Intel announced it signed the White House Equal Pay Pledge at the #IDF16

Diane M. Bryant, Intel executive vice president and general manager of its Data Center Group, announces at the 2016 Intel Developer Forum in San Francisco on Wednesday, Aug. 17, 2016, that the first Intel Silicon Photonics 100G optical transceivers are commercially available. During her keynote, Bryant spoke of the demand on connectivity in an increasingly connected world. (Credit: Intel Corporation)

Last week Intel held its annual Intel Developers Forum (IDF) in San Francisco referred to as the IDF16. The company among other things made big headlines with the announcement of advance steps it has made in Deep Learning, Merged Reality, and Silicon Photonics. It also showed off the next generation Kaby Lake CPU, one with substantial multi-media capabilities.

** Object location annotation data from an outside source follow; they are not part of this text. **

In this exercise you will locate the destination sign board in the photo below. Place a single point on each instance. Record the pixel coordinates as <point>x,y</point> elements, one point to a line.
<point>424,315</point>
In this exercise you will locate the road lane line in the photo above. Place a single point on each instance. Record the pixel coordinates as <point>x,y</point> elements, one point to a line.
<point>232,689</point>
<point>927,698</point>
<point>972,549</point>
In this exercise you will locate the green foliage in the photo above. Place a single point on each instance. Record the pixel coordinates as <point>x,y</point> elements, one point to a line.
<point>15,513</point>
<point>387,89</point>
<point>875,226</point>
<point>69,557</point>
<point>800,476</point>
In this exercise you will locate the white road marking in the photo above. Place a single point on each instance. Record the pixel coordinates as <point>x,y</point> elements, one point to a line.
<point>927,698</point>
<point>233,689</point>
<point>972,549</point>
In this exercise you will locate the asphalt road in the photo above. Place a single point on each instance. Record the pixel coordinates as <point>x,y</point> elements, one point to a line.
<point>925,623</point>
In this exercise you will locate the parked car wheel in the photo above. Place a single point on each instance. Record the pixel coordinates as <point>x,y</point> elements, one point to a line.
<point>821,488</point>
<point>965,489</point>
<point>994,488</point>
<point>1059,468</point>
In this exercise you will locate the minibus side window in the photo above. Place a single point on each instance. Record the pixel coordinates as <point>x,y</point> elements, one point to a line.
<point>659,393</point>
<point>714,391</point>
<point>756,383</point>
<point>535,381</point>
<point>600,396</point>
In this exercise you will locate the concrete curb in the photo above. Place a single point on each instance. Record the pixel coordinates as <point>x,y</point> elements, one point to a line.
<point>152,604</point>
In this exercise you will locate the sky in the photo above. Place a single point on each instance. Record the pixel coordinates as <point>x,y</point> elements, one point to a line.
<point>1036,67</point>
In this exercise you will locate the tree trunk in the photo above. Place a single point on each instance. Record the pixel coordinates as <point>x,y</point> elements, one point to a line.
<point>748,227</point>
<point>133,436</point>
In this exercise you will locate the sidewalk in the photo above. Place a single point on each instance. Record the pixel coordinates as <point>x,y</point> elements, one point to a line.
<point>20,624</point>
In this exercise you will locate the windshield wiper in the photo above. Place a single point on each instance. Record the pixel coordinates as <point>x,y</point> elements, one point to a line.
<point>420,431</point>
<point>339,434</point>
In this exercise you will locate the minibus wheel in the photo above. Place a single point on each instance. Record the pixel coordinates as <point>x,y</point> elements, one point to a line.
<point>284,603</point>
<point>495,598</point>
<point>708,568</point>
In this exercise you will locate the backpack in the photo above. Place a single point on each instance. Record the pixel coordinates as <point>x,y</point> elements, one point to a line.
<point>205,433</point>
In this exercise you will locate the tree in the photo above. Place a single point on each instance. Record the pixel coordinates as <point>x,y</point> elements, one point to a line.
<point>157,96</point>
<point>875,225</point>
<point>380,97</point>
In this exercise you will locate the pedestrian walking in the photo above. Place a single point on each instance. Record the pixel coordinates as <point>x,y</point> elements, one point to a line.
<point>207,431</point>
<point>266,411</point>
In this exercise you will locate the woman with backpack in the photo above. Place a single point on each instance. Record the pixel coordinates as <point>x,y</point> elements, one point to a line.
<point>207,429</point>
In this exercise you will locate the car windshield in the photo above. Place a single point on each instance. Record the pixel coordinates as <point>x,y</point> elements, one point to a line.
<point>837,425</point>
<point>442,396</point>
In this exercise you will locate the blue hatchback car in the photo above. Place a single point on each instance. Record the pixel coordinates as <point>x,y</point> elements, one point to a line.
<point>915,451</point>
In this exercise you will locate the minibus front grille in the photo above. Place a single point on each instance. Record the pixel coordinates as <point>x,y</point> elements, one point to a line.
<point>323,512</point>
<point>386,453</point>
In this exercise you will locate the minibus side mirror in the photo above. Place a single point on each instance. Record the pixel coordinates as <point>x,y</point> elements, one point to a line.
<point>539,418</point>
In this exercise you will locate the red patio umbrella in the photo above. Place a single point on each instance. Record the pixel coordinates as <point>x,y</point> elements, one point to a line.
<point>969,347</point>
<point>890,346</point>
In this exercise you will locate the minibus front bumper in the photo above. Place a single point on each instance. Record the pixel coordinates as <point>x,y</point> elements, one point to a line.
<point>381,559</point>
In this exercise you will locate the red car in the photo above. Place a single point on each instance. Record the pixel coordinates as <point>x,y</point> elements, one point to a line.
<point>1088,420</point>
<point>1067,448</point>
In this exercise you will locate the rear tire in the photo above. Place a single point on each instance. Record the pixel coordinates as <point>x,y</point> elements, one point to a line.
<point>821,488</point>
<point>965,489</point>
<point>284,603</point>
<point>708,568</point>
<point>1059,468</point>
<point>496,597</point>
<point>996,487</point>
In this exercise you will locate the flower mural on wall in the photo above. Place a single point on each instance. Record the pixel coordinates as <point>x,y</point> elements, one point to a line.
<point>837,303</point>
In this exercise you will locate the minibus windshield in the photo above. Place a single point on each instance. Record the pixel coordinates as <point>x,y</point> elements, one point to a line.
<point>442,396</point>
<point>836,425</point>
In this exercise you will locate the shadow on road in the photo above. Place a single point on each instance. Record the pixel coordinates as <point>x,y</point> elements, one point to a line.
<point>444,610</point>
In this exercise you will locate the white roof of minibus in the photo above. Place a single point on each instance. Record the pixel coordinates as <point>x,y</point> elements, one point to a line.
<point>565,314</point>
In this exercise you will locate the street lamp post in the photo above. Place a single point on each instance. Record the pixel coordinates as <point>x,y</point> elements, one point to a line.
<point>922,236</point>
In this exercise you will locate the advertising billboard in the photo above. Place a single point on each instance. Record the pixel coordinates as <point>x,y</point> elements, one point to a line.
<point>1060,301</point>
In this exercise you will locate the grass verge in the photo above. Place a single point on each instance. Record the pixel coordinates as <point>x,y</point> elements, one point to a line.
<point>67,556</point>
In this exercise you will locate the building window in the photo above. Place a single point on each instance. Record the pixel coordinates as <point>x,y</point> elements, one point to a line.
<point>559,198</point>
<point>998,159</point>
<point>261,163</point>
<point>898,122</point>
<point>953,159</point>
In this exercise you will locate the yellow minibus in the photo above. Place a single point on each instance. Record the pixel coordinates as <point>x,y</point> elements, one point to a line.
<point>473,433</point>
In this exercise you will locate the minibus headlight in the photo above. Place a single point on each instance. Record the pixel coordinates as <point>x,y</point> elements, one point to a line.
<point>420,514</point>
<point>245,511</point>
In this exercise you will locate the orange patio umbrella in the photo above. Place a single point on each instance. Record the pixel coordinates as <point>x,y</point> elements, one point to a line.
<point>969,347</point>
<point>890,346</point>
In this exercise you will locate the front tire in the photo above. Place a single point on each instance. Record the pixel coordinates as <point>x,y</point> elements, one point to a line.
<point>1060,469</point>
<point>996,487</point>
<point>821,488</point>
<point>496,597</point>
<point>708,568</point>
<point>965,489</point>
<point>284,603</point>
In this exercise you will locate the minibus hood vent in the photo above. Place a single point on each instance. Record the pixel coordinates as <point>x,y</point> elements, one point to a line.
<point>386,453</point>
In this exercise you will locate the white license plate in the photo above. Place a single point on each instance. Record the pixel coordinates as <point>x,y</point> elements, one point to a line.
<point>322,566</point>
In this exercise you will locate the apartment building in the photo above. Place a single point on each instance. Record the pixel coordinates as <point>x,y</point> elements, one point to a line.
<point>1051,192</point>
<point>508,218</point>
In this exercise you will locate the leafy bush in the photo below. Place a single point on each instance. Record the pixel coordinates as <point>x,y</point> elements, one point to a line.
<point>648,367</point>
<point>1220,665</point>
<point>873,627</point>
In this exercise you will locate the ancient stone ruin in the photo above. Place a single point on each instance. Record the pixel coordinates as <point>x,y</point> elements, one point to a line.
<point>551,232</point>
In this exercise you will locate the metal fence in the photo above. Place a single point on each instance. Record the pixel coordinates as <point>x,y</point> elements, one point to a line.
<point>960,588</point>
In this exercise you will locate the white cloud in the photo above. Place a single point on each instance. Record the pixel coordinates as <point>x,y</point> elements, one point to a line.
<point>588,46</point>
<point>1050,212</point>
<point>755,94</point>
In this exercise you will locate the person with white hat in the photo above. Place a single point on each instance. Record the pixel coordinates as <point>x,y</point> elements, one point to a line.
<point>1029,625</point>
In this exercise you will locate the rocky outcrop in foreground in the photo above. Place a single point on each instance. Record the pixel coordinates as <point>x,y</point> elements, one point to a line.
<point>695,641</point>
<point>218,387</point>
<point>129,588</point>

Intel also made another milestone announcement that had much broader appeal beyond just the tech communities. The company announced it had signed the White House Equal Pay Pledge, a U.S. government pledge to companies to enact equal pay for equal work without gender bias. Intel says it will commit to that pledge and reduce the gender pay gap within its organization.

The U.S. government launched the White House Equal Pay Pledge last year during the United States of Women Summit on Women’s Equality Day. Intel becomes the latest big company to sign the pledge. Others include Akamai Technologies, Microsoft, Apple, Facebook, Dropbox, and LinkedIn.

Steps Intel has taken before towards Equal Pay

Even before signing the White House Equal Pay Pledge, Intel has been known to conduct an in-house audit, which checked on among other things its employees’ pay disparity by gender. In 2015 Intel’s Annual Report disclose the company had achieved 100% gender pay parity.

The signing of this pledge shows Intel is not content with its own standards, it is going further. Earlier this year, its audit included investigations on pay based on its staff’s race and ethnicity. Intel says as far as equal pay regarding different race and ethnicity now stands at 99%. The company reaffirmed its commitment to closing the salary gap between the big racial and ethnic groups and the minorities by the end of this year.

Equal Pay disparity is most pronounced in Tech Industry

As much as equal pay is a thorny issue among many industries, and by equal pay, I do not just mean between different genders, also between staff from different race and ethnic background. However, its disparity in the tech industry is biggest. For a long, the tech world has been predominantly white and male, with women and people from other ethnic backgrounds being the minority and with little pay.

So such deliberate move by the tech big-wigs like Intel, Microsoft, and Apple among others is a step towards the right direction. The perception that the tech world is a ‘Boy Club’ will change sooner rather than later.